Birth of Danish Prince Puts Pressure on Aussie Monarchists?

Australian Mary Donaldson met her Danish Prince Charming during the 2000 Sydney Olympic Games, married her dream man, became Crown Princess of Denmark, and now has given birth to a future King of Denmark.

The two countries, particularly Denmark, have gone wild with celebrations to welcome the young future Danish King, to be named Christian. Viking-types bonfires of joy were lit.

While the newly arrived royalty’s role in Denmark is clearly defined and will be well managed and planned, what does this auspicious and joyous birth holds for Australia, that is still divided by the Republican referendum just a couple of years back. Many Republicans had not been satisfied that the referendum was even-handedly conducted by an ardent monarchist PM.

The Australian republican debate cuts across political party lines as John Howard’s deputy, Federal Treasurer Peter Costello is a known Republican, as are many of the ruling Liberal Party Ministers and leaders.
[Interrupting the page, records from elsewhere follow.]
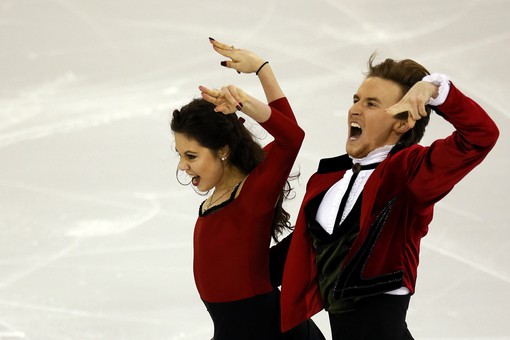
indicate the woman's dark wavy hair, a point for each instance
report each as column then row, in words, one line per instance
column 214, row 130
column 405, row 73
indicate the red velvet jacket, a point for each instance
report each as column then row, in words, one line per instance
column 397, row 207
column 231, row 244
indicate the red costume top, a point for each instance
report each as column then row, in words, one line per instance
column 397, row 207
column 231, row 244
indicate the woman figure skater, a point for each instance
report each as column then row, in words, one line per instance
column 236, row 222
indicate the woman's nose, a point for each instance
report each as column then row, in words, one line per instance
column 183, row 165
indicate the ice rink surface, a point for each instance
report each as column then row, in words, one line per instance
column 95, row 231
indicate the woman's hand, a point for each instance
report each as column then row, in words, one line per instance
column 241, row 60
column 228, row 99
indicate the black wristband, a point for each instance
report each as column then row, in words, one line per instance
column 260, row 68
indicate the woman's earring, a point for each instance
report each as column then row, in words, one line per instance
column 181, row 182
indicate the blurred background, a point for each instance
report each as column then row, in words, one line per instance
column 95, row 231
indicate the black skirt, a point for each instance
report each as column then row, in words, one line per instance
column 256, row 318
column 381, row 317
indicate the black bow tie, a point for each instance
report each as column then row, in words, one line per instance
column 356, row 167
In the referendum, John Howard as PM set conditions and directions in the referendum in such a manner obviously aimed to scuttle the Republican proposal, namely for Australia to be a Republic. Also, a combination of tactics by the monarchist movement ensured the republicans lost the referendum.

First there was the fear campaign - nonsensical information like Australia becoming a German Weimar Republic, or having presidents like some of the world’s worst Republican Presidents. The Aussie public were constantly reminded of draconian dictators.

Then there was the constitutional lie – monarchists claimed the Governor General was already the ‘Head of State’ which of course he wasn’t, therefore there wasn't any need to change the constitutional arrangements.

The monarchist campaign was one of the most underhanded and disgraceful ever seen in Australia polictics as they realised that a modern Australia was (almost) ready to become a Republic. Even wonderful pal, the USA, had to be reassigned (temporarily of course) to the derogatory example of a lousy republican system.

Then the tactic of making the referendum question deliberately long, meandering and convoluted was adopted. From Australian experience any referendum question that was to difficult to understand was always voted against. Instead of a simple “Do you want an Australian to be your Head of State?” the PM brought in a special writer to pen not only a long winded paragraph as a question, containing several factors designed to motivate confused voters to denote a ‘NO’, but even included a second question in the unnecessary proposed preamble to a new republican constitution, that was a giveaway it was plain sabotage.

The Republican Movement lost the referendum even before it started. Most people, except for the dreamers, knew it.

But will the fact that an Aussie lassie becoming the Crown Princess of Denmark and bearing the future King of that country reinforce the Australian monarchist movement?

In fact, no! Quite the opposite actually.

This is because the Republicans (if they can't get their republican way) and even some monarchists will now campaign for Mary Donaldson or her son to be the Queen (or King) of Australia. They will argue that if Australia has to have a constitutional royalty, then let’s have one that’s Aussie. Payback sabotage?

And the core of the Aussie monarchists will go into a tizzy and object to that, because it’s not any monarchy that’ll do but only the English one, even though the British royal family is German in bloodline now, and Greek in the future when Prince Charles ascends to the throne.

It’s more than just the question of monarchy per se – it’s the link to the “old country”, jolly good old England. In fact, when a NSW parliamentarian had proposed that Mary Donaldson be proclaimed as the Queen of Australia when she becomes Queen of Denmark, one of Australia's most ardent monarchists David Flint poo-poo-ed that suggestion away as a joke.

The pressure in fact will now be on the monarchists rather than the Republicans.